A blog dedicated to the development of Catholic legal theory.
Affiliated with the Program on Church, State & Society at Notre Dame Law School.

Saturday, October 30, 2004

A Summary of the Arguments

A while ago one of my colleagues in our Center for Peace and Justice Education at Villanova asked me to speak in a series the Center was presenting on issues for Catholics in the current election. I was naive enough to think that I could toss something off quickly on the issue I was aked to discuss: respect for life. Between the time I was asked to speak and my presentation last Tuesday, this topic began to fill not only MOJ but the op ed pages and other parts of the blogosphere. So, my goal became to summarize for our primarily undergraduate audience the many arguments that have surfaced here in all of their variety and sophistication. The resulting paper is posted in the side bar under my name and the title "Election 2004: Respect for Life issues." Because my goal was to provoke discussion in the audience, I did not propose a resolution at the end of my presentation, although I think you will see where I am heading. I do, however, try to make some points. Here's a summary:

1. The disagreements among Catholics (particularly Catholic intellectuals) reflect a growing fissure in the Church, paricularly over the understanding of Bernardin's image of the Seamless Garment and the consistent ethic of life, with one side bitterly rejecting the "moral equivalence" of abortion and the other concerns, and with the other seeing the notion of the consistent ethic as more fully expressing the Catholic commitment to life.

2. This election has forced this conflict to the fore because the two candidates pose the dilemma so starkly: Kerry, with a reprehensible record on abortion and no capacity for dialogue or moderation on the issue; Bush with a record on almost everything else equally reprehesible on Catholic grounds.
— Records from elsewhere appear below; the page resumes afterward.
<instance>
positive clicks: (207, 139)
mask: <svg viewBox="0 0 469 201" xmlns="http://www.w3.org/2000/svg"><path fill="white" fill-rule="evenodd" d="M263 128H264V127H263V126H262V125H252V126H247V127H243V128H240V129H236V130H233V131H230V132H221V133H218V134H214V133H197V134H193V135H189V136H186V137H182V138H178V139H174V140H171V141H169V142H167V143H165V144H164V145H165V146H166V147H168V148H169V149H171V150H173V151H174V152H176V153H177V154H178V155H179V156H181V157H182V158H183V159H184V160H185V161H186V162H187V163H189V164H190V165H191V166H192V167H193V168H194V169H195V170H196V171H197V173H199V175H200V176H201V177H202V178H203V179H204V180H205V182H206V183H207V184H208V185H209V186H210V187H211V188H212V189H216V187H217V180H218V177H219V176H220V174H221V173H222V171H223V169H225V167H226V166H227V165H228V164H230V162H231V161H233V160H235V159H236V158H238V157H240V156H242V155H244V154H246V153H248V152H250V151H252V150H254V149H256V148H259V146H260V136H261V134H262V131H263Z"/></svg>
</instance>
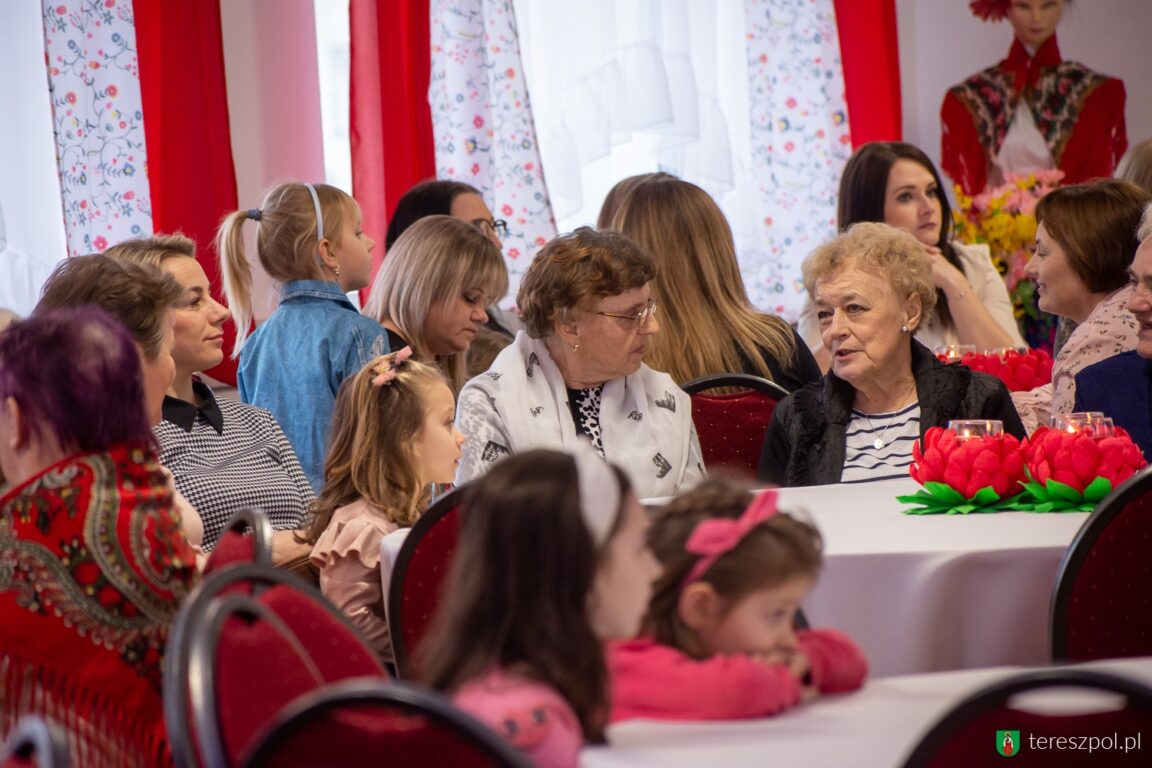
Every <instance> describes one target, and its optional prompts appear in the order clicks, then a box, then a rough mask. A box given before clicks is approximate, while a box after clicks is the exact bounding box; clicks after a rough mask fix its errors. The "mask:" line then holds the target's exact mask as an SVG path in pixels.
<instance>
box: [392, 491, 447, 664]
mask: <svg viewBox="0 0 1152 768" xmlns="http://www.w3.org/2000/svg"><path fill="white" fill-rule="evenodd" d="M463 491H464V487H458V488H453V489H452V491H450V492H448V493H447V494H445V495H444V496H441V497H440V499H438V500H437V501H435V502H434V503H433V504H432V505H431V507H429V509H427V511H425V512H424V514H423V515H420V518H419V519H418V520H416V525H414V526H412V530H411V532H409V534H408V538H407V539H404V543H403V545H402V546H401V547H400V554H399V555H397V556H396V564H395V567H394V568H393V570H392V583H391V584H389V585H388V595H387V600H388V611H387V613H388V633H389V634H391V636H392V651H393V653H394V654H395V657H396V672H397V674H399V675H400V676H401V677H414V676H415V672H416V668H415V666H414V662H412V659H414V656H415V653H416V648H417V646H419V642H420V640H422V639H424V634H425V633H426V632H427V629H429V625H430V624H431V623H432V618H433V617H434V616H435V611H437V609H438V608H439V607H440V603H441V601H442V596H444V594H442V591H444V583H445V580H446V577H447V576H448V569H449V568H450V567H452V556H453V554H454V553H455V552H456V540H457V538H458V533H460V507H461V502H462V500H463Z"/></svg>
The two candidates thus leave us with no choice but to confront the question of whether it is possible to support a candidate like Kerry whose record on life is beyond the pale because his opponent's record on everything else shows a disregard for the consistent ethic of life.

3. Kerry's attempt to elide the issue thru invoking what Ken Woodward recently called Mario Cuomo's "ancient sophistry", the private belief/public responsibilty dichotomy, does not bear serious scrutiny.
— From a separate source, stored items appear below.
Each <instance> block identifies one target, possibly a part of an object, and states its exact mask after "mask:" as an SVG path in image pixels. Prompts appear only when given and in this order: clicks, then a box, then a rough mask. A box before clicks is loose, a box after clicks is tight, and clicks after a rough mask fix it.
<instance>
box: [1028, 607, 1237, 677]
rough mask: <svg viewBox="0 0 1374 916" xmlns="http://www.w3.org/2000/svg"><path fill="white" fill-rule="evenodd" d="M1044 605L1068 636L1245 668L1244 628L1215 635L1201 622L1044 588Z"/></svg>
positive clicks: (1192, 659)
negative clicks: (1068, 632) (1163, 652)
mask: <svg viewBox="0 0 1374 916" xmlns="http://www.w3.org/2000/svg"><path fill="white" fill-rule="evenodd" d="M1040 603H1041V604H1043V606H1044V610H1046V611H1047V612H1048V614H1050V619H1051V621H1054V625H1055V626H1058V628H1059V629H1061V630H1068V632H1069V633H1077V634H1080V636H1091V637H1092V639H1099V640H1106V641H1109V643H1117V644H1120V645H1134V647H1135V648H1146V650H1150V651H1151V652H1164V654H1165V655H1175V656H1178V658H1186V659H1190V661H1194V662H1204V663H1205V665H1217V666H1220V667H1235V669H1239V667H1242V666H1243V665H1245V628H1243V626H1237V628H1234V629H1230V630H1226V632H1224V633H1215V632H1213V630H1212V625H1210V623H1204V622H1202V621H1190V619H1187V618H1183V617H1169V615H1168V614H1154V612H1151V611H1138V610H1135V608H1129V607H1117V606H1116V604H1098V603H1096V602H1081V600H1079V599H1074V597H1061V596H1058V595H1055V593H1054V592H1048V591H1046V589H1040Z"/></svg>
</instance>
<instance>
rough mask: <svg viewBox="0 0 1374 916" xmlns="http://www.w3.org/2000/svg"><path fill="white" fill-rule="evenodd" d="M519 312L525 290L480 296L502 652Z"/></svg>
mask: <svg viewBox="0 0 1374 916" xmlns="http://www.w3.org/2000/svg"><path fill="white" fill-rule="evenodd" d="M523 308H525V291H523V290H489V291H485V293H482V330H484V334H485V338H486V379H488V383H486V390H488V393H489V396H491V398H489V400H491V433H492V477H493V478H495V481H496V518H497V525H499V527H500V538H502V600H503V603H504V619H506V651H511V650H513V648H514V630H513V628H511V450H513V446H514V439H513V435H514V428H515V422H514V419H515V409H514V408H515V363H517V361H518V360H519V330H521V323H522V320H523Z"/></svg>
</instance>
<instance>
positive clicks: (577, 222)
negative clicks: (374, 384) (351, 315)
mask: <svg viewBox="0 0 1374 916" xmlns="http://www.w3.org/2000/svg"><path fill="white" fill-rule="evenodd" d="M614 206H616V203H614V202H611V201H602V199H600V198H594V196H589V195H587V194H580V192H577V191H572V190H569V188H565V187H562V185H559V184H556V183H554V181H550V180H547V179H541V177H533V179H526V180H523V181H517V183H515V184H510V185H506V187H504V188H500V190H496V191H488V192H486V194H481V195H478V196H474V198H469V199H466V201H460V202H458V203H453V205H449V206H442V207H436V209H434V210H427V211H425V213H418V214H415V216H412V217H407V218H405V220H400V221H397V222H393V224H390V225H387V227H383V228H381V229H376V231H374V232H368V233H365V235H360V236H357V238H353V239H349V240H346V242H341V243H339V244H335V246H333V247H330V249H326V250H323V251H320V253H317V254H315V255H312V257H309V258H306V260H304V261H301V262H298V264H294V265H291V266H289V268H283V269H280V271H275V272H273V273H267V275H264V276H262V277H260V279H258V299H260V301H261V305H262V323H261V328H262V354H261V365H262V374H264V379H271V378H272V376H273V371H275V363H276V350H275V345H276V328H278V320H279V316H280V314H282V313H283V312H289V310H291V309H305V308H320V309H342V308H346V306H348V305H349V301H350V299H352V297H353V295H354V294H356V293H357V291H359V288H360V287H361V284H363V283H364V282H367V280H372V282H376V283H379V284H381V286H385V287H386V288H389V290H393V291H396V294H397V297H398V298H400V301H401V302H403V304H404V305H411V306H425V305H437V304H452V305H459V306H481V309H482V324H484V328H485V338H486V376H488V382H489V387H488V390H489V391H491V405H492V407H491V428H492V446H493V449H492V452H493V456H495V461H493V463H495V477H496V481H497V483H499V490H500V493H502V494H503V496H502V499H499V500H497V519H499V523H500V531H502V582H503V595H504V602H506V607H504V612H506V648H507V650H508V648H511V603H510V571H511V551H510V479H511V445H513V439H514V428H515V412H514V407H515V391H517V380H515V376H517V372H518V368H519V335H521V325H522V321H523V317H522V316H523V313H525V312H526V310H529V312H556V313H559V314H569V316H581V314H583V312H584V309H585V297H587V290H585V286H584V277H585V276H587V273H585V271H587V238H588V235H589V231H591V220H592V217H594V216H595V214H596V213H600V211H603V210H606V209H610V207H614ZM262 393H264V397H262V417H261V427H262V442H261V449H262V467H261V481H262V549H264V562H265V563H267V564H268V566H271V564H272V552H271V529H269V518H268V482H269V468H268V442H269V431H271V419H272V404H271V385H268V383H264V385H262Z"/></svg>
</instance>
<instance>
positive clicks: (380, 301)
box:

4. One answer to this question insists that the intrinsic evil of abortion cannot be put into the balancing scales with merely prudential concerns regarding other issues about which reasonable people might disagree. This argument, disarming in its simplicity, has been met by a variety of arguments that contest on both principled and pragmatic grounds the conclusion that a faithful Catholic has no choice but to vote for Bush. These arguments cannot be easily dismissed simply by invoking Kerry's terrible record on abortion.

My paper does not offer the depth, subtlety or detail of many of our posts, but I hope you will find it a useful summary.